Mon éjaculation achevée, Olivier ne s'est plus contenté de subir mes initiatives. Il m'a repoussé sur le côté et je me suis retrouvé couché dur le dos. Il m'a enjambé, tête-bêche, sa bouche s'est jetée sur ma bite toujours raide, se révélant d'une flatteuse voracité, j'ai gobé ses couilles l'une après l'autre, elles furent trempées de ma salive. J’avais saisi sa longue tige et je la masturbais. Mon dard était joyeusement pompé, j'eus envie de lui rendre la pareille, aussi, ai-je amené le sien à la verticale, au-dessus de mon visage, mes lèvres ont happé le gland rose, ma langue s'est enroulée autour et pour la première fois de ma vie, j'ai sucé une bite. Un régal !

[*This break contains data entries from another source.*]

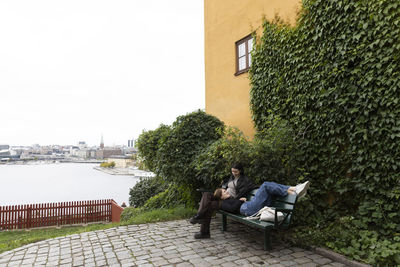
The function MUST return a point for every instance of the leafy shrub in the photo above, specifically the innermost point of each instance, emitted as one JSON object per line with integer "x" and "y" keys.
{"x": 173, "y": 196}
{"x": 145, "y": 189}
{"x": 266, "y": 158}
{"x": 148, "y": 144}
{"x": 335, "y": 78}
{"x": 213, "y": 164}
{"x": 188, "y": 136}
{"x": 107, "y": 164}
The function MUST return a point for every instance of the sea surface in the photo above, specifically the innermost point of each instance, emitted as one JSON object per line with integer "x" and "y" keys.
{"x": 47, "y": 183}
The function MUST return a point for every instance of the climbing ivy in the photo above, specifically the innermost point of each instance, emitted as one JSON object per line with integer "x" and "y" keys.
{"x": 335, "y": 78}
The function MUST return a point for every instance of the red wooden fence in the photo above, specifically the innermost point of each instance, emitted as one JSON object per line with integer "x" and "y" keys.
{"x": 62, "y": 213}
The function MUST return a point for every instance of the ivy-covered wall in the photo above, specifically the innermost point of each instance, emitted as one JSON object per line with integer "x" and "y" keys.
{"x": 335, "y": 77}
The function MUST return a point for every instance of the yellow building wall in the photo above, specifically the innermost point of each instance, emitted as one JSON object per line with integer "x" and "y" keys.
{"x": 226, "y": 22}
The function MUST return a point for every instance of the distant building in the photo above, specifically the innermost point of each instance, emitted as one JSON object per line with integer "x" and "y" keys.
{"x": 131, "y": 143}
{"x": 106, "y": 153}
{"x": 101, "y": 142}
{"x": 121, "y": 161}
{"x": 4, "y": 147}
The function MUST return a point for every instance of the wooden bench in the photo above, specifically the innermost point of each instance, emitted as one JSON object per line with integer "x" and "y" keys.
{"x": 285, "y": 205}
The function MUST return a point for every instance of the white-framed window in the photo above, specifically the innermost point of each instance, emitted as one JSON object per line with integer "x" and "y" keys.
{"x": 243, "y": 54}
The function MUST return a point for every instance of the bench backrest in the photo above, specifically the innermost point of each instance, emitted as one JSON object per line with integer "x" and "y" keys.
{"x": 288, "y": 202}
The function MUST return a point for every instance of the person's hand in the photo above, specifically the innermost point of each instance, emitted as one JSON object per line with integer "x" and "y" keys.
{"x": 291, "y": 190}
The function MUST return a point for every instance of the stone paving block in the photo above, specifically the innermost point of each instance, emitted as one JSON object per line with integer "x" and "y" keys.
{"x": 309, "y": 264}
{"x": 165, "y": 244}
{"x": 302, "y": 260}
{"x": 184, "y": 264}
{"x": 337, "y": 264}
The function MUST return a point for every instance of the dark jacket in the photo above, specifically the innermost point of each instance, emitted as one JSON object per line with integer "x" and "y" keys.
{"x": 243, "y": 187}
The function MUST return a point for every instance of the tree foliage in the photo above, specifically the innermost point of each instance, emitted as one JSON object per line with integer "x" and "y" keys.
{"x": 335, "y": 78}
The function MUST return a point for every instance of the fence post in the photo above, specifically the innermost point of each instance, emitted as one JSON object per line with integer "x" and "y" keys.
{"x": 116, "y": 211}
{"x": 29, "y": 215}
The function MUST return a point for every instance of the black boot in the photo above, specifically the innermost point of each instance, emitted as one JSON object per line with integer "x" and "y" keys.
{"x": 201, "y": 235}
{"x": 196, "y": 219}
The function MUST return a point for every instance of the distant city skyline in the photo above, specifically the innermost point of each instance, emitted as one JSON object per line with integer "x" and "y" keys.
{"x": 73, "y": 70}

Sans gêne aucune, Olivier a usé de ma bouche comme d'un vagin, donnant des coups de plus en plus envahissants. J'ai fourré deux doigts dans son rectum et j'ai ainsi augmenté son excitation. Il n'a pas cherché à se retirer d'entre mes joues avant de jouir, se disant certainement que, puisque j'avais graissé son cul, il avait le droit de me graisser la langue. J'ai donc reçu au fond de la gorge une averse de sperme qui faillit m'étrangler et je me suis surpris à tout avaler et à trouver ça pas mauvais du tout

La complicité amoureuse venait de naître entre mon petit-fils et moi. Nous parlâmes longuement tout en nous palpant, en nous léchant, en nous suçant Le temps passa très vite, on était merveilleusement bien ensemble. La première séance s'acheva en apothéose : Olivier s'empala sur ma queue face à moi, tandis que j'étais allongé sur le lit ce fut lui qui fit tous les mouvements de l'amour sans oublier de se masturber. Au moment où ma bite soubresauta entre ses fesses, la sienne balança sa ration de sperme sur ma poitrine et mon ventre. J'en ai même eu sur le nez.

Depuis le mois d'août 91, Olivier vient très souvent passer le week-end chez nous et ma gentille Juliette s'arrange pour nous laisser seuls le plus souvent possible. Je n'ose pas penser à la réaction de ma fille et de mon gendre s'ils savaient ce qui se passe entre leur fils et moi.